Greentech Media got an early look at GE's new space frame wind turbine tower in advance of the technology's official debut at next week’s European wind industry conference.
The space frame advances the potential of GE to deliver taller towers capable of more power production at a lower cost.
GE's enclosed-lattice, five-legged space frame prototype, sited at the company's Tehachapi, California facility, is 97 meters tall with a "brilliant" GE 1.7-megawatt, 100-meter rotor turbine on top. GE will introduce a 139-meter-tall space frame for its 2.75-megawatt, 120-meter rotor turbine on March 11 at the European Wind Energy Association conference.
A space frame is a three-dimensional structure built on struts that are locked together. These structures can accommodate very heavy weights with limited materials and supports.
Open-lattice towers were used for early utility-scale wind turbines, often with poor results. Bolts frequently rattled loose, leading to structural failures, and birds took up perches in the structures, leading to significant rates of avian mortality.
In searching for a way to cut costs, GE engineers returned to the lattice concept. But the space frame eliminates danger to avian species by enclosing the lattice with a translucent, non-weight-bearing, UV-protected PVC-polyester fabric coating.
The new design also uses splined bolts, which eliminates the risk of structural failure, according to GE's general manager of wind products, Keith Longtin.
The overarching trend in "the wind industry is higher hub heights,” Longtin said. “But tube towers scale poorly, because increasing load and material requirements do not pay off in increased output.”
GE’s R&D goal is to scale up towers and keep costs down. The space frame’s 10-meter-diameter base will allow a 120-meter-tall tower to use 20 percent to 30 percent less steel than a traditional 100-meter-tall tube tower, because the broader base means less support is needed from the tower walls.
Another benefit of the larger tower base is that advanced power electronics and battery storage capability can be housed inside and protected from weather and vandalism.
Because the space frame narrows at the top, it can interface with any nacelle without structural alterations.
One of the two key design parameters of the space frame, Longtin said, was limiting all of the parts to the 40-foot size of a standard shipping container so all of the pieces of a tower can be delivered by long-haul trailers. That should have a significant impact on transportation logistics.
Turbine manufacturers now deliver tube towers in three 30-meter-long, 60-ton sections. It requires special vehicles, elaborate planning and permitting and, often, police escorts.
The space frame will arrive in shipping containers. On-site assembly will replace complex transport logistics. It took about 30 days to assemble the Tehachapi prototype, but Longtin believes the average assembly time can be four days.
The other key design parameter was that the fastening system needed to be maintenance-free. The space frame’s splined bolts, once inserted, essentially function like rivets. They have long been the standard, maintenance-free fasteners used in bridges, aircraft carriers, and skyscrapers. Accelerated testing by GE engineers and third-party labs validated the maintenance-free durability of the GE splined bolts.

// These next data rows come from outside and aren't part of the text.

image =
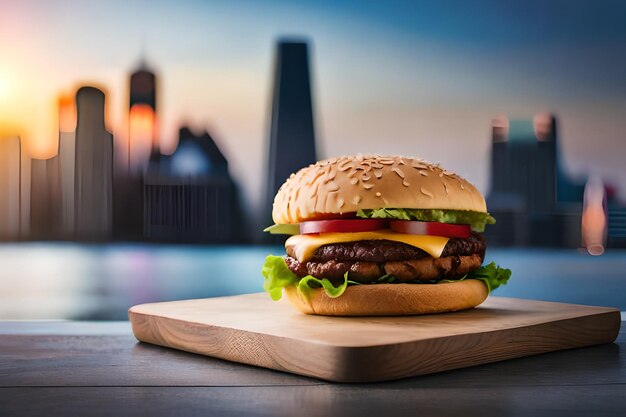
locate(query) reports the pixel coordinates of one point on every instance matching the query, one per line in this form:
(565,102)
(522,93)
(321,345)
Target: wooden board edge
(370,364)
(241,346)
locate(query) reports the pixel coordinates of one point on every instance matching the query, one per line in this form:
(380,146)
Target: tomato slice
(430,228)
(342,226)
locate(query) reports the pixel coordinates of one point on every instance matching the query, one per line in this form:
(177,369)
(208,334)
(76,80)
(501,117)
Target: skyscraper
(142,119)
(10,195)
(67,158)
(93,168)
(45,198)
(190,195)
(531,197)
(292,134)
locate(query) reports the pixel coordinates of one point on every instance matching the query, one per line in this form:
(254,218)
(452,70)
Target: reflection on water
(70,281)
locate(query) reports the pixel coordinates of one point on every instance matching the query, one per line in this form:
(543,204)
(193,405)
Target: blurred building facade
(534,202)
(10,188)
(189,196)
(93,186)
(292,131)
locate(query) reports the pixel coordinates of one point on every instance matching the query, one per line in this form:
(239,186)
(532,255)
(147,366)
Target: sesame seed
(398,171)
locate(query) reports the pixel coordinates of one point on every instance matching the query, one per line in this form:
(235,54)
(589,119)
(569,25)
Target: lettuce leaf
(477,220)
(492,275)
(278,276)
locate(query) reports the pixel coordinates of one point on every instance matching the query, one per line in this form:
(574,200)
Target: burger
(380,235)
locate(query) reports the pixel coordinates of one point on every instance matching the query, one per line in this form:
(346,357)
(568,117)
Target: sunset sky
(417,78)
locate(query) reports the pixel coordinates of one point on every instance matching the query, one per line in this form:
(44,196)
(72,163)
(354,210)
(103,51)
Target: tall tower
(142,119)
(93,187)
(292,135)
(10,187)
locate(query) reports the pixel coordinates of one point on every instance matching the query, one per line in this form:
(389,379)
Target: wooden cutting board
(255,330)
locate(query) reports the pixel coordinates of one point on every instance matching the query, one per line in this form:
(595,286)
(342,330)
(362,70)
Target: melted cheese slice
(304,246)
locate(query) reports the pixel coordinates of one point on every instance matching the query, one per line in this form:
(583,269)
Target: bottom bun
(392,299)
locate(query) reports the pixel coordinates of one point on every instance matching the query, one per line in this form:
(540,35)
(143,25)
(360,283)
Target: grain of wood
(254,330)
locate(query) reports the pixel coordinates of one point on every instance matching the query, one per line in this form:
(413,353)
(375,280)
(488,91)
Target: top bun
(350,183)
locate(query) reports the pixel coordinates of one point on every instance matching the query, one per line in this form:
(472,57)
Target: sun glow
(142,135)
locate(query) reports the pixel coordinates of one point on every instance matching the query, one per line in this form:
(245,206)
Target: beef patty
(367,260)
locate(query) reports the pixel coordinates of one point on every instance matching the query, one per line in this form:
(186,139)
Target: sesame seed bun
(392,299)
(350,183)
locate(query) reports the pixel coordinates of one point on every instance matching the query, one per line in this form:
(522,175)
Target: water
(100,282)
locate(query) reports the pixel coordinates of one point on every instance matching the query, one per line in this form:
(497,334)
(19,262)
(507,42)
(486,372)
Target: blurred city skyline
(418,79)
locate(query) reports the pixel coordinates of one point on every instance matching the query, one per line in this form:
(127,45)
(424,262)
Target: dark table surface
(98,368)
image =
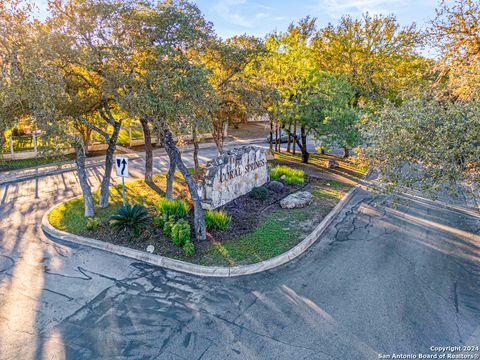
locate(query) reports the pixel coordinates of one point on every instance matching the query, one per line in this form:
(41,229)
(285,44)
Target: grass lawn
(278,229)
(69,215)
(275,235)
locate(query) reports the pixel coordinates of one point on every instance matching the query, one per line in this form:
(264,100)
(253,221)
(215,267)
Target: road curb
(200,270)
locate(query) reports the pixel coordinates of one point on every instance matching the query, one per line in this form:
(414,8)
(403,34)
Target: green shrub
(217,220)
(159,221)
(168,223)
(177,208)
(92,223)
(188,249)
(181,232)
(129,218)
(292,176)
(259,193)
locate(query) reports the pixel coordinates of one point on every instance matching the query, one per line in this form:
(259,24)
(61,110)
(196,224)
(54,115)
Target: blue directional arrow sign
(121,164)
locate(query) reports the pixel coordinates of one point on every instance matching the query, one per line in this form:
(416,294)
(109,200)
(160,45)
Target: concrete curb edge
(70,166)
(200,270)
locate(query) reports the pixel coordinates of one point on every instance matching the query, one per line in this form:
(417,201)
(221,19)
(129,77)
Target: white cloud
(230,10)
(337,8)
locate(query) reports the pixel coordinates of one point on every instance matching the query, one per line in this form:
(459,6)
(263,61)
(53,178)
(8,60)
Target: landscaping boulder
(330,163)
(297,200)
(276,186)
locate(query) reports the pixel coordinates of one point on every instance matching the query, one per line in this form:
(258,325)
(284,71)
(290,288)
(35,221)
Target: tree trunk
(195,152)
(289,137)
(148,151)
(271,134)
(305,153)
(82,178)
(199,217)
(105,186)
(170,176)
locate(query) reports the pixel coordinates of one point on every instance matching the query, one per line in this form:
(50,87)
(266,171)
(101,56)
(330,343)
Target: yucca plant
(169,207)
(217,220)
(129,218)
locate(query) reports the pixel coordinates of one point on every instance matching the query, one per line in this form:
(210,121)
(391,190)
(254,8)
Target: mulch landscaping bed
(246,214)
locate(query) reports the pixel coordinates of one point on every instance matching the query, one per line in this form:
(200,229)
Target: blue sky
(258,17)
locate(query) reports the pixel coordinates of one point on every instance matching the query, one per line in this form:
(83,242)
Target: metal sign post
(121,163)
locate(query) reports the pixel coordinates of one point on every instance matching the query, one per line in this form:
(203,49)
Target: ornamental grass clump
(292,176)
(217,220)
(92,223)
(173,207)
(188,249)
(259,193)
(181,233)
(129,218)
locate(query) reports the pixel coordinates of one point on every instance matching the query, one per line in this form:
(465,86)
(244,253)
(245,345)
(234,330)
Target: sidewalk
(58,168)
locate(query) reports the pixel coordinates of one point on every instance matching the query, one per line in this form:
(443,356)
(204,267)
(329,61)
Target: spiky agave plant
(129,218)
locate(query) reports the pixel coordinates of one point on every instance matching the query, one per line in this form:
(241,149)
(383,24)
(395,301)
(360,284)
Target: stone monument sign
(233,174)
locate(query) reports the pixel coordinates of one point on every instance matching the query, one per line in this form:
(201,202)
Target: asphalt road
(383,279)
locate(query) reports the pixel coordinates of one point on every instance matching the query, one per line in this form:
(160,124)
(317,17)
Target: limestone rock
(297,200)
(234,173)
(276,186)
(330,163)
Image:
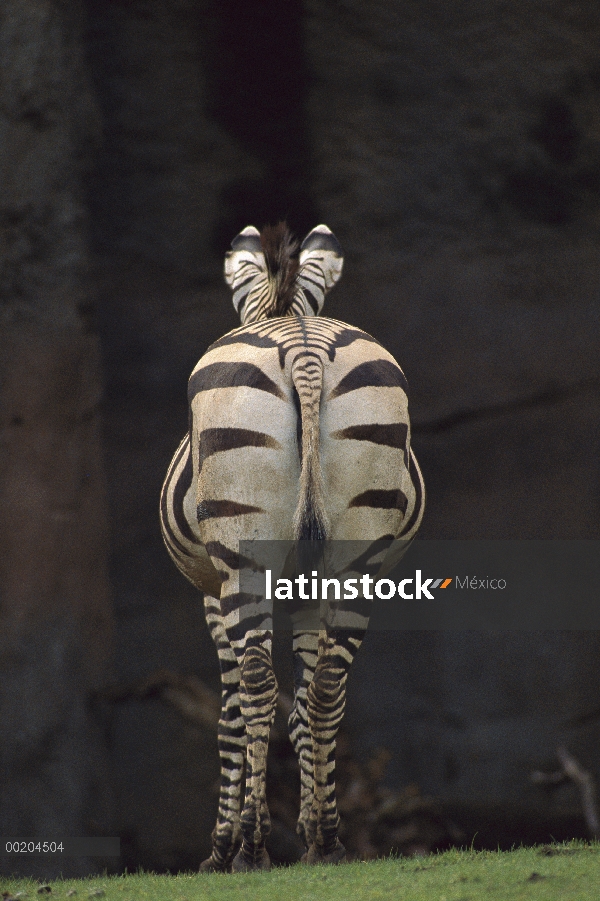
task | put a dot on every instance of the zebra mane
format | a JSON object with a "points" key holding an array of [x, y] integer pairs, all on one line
{"points": [[280, 247]]}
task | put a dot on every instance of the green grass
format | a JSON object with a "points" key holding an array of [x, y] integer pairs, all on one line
{"points": [[569, 872]]}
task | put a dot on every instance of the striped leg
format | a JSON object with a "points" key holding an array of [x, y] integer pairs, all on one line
{"points": [[232, 746], [305, 645], [258, 695], [326, 699]]}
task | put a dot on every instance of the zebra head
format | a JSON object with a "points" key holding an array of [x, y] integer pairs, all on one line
{"points": [[268, 279]]}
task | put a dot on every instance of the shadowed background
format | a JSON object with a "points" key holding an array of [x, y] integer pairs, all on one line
{"points": [[455, 153]]}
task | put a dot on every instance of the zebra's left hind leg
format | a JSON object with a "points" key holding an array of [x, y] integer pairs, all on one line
{"points": [[326, 700], [232, 747], [305, 647], [258, 696]]}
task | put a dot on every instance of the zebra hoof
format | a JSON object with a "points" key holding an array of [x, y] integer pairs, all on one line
{"points": [[315, 854], [210, 865], [241, 864]]}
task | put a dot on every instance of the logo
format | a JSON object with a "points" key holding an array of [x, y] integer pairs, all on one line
{"points": [[385, 589]]}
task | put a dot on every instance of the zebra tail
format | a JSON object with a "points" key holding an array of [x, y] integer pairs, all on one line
{"points": [[311, 522]]}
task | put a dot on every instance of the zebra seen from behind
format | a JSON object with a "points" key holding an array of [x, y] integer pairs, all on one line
{"points": [[298, 429]]}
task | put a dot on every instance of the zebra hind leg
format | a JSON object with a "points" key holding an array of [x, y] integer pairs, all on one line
{"points": [[326, 699], [232, 748], [258, 695], [305, 645]]}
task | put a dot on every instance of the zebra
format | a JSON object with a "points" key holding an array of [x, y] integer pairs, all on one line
{"points": [[298, 430]]}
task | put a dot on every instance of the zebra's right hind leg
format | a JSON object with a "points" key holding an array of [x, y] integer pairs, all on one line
{"points": [[232, 748]]}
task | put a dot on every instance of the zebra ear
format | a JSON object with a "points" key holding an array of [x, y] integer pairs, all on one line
{"points": [[245, 256], [321, 249]]}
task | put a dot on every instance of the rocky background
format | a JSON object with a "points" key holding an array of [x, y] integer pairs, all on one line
{"points": [[455, 152]]}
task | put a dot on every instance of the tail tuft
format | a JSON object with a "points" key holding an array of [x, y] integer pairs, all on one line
{"points": [[311, 522]]}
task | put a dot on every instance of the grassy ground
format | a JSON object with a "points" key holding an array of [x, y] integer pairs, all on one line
{"points": [[569, 872]]}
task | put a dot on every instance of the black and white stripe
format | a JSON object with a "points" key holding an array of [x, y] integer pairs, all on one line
{"points": [[299, 429]]}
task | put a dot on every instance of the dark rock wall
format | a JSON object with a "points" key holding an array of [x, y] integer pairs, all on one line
{"points": [[457, 157], [56, 626]]}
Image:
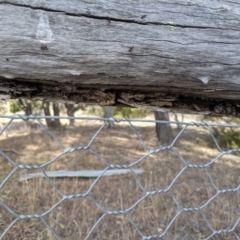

The cost savings from the space frame will be site-specific, Longtin explained. Savings from reductions in materials, shipping time and costs may be offset by increased on-site labor and time.
Because the space frame’s economic advantages will be greater for taller towers, Longtin expects the balance to come out strongly in GE’s favor in heavily forested places like Sweden, where the rotor needs to be above the treetops, and in places like northern Germany and the U.S. Southeast, where economically viable wind speeds are found higher in the sky.
An alternate strategy for cutting costs is substituting concrete for steel at the tower’s base. That can be cost-effective if a project is near a concrete source, Longtin acknowledged. But many are not.
Siemens, one of GE’s biggest competitors, introduced a bolted steel design aimed at reduced costs for towers as tall as 140 meters in 2011. It offered many of the space frame’s advances. Bent steel plate shells and other parts can be delivered to the project site by standard trucking for on-site assembly with maintenance-free bolts. A broader base provides increased stability.
The concept, developed with Denmark’s Andresen Towers, has apparently failed thus far to penetrate the marketplace to a significant degree. Requests for information from Siemens about the bolted steel design’s commercialization went unanswered. Queries to wind industry professionals turned up no awareness of the Siemens design. As with the space frame, success for the Siemens concept is probably likely to occur when there is greater demand for taller towers.
GE is presently working with ARPA-E on a truss-structured, fabric-covered turbine blade that can be shipped in containers and assembled economically onsite -- even as they continue to get bigger. These advances show that even in a maturing industry like wind, there are still plenty of logistics and costs to attack.
Editor's note: That's intrepid reporter and tower climber, Herman Trabish, once again risking life, limb and syntax to bring you the high-altitude clean energy news.